Other dimethicone switches included coco-caprylate/caprate (from coconut oil), C9-12 alkane (a medium-chain fatty alcohol), dilinoleic acid/butanediol copolymer (a plant-based wax) and castor oil/IPDI copolymer (a film-forming agent derived from castor oil).
In February, Personal Care Insights connected with AAK to discuss the supplier’s new fair trade plant-based dimethicone alternative based on shea kernels sourced from West Africa.
Performance results
With these three products, researchers performed a double-blind sensory test using instrumental techniques like rheological and texture analyses. Their aim was to assess the feasibility of substituting environmentally friendly ingredients for traditional “high-impact” ingredients in skin care emulsions.
Rheological analyses can be used objectively and scientifically to support marketing claims of application and sensorial properties, the authors suggest.
“The replacement of the rheological modifiers in the three formulas highlighted how the use of polysaccharides resulted in a decrease in the elastic properties together with a reduction in cohesiveness and adhesiveness,” they report.
“On the other hand, the replacement of silicone emollients is highly appreciated in terms of sensory properties as they give a light, flowing, and silky texture to products, with different naturally derived emollients causing different interactions with the skin, which are difficult to detect with instrumental characterization, having an impact on the after-feel phase of the product after application.”
The researchers stress the importance of choosing raw materials carefully when minimizing the environmental impact of rinse-off and leave-on cosmetics.

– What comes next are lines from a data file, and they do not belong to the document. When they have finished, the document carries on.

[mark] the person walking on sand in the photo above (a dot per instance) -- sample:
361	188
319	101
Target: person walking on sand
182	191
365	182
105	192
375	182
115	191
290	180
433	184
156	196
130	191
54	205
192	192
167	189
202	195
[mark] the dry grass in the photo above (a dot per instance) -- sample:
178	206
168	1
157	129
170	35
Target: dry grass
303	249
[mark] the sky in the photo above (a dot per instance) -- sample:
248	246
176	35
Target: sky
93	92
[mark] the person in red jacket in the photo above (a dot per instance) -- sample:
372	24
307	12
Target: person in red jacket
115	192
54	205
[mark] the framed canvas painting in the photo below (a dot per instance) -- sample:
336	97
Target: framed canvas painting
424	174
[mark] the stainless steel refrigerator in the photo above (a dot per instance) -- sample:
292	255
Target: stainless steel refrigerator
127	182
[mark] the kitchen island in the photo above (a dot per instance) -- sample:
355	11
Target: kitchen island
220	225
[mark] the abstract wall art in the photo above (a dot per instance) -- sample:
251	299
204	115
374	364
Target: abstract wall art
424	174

A “careful adjustment” is required when switching from conventional to environmentally friendly ingredients to maintain product stability and customer satisfaction, they suggest.
“The differences recorded were limited and not so marked, being inevitably due to the specificity of the raw materials used and the intrinsic performances of the selected polysaccharides,” note the researchers.
Eco-design principles
The study affirms cosmetic companies can innovate responsibly throughout the product life cycle by implementing eco-design principles. When using this method, environmental effects must be taken into account, from the procurement of raw materials to the final disposal of the product.

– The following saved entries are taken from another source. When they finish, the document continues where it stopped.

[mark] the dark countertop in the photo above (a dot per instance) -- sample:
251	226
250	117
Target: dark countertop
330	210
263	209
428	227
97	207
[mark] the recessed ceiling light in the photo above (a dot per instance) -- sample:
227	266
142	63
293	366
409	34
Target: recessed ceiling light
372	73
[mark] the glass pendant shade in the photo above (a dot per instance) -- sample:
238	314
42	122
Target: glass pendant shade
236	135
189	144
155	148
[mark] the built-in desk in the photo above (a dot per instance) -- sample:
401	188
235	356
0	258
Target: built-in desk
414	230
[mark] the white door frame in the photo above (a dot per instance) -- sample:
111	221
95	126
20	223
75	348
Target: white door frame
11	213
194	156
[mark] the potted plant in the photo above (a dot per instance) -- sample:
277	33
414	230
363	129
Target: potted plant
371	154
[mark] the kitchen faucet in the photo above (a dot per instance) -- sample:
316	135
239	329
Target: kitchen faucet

“With rinse-off cosmetics, water usage and the downstream effects on aquatic ecosystems are crucial concerns. On the other hand, for leave-on products, the upstream phase and raw material sourcing hold greater environmental significance, underscoring the importance of sustainable ingredient selection,” details the paper.
The research further emphasizes the importance of life cycle assessments in impartially assessing the sustainability of products. The protocol provides a systematic way to choose environmentally friendly ingredients that closely resemble the performance of synthetic counterparts, even though exact replication of the original formulas may not always be possible.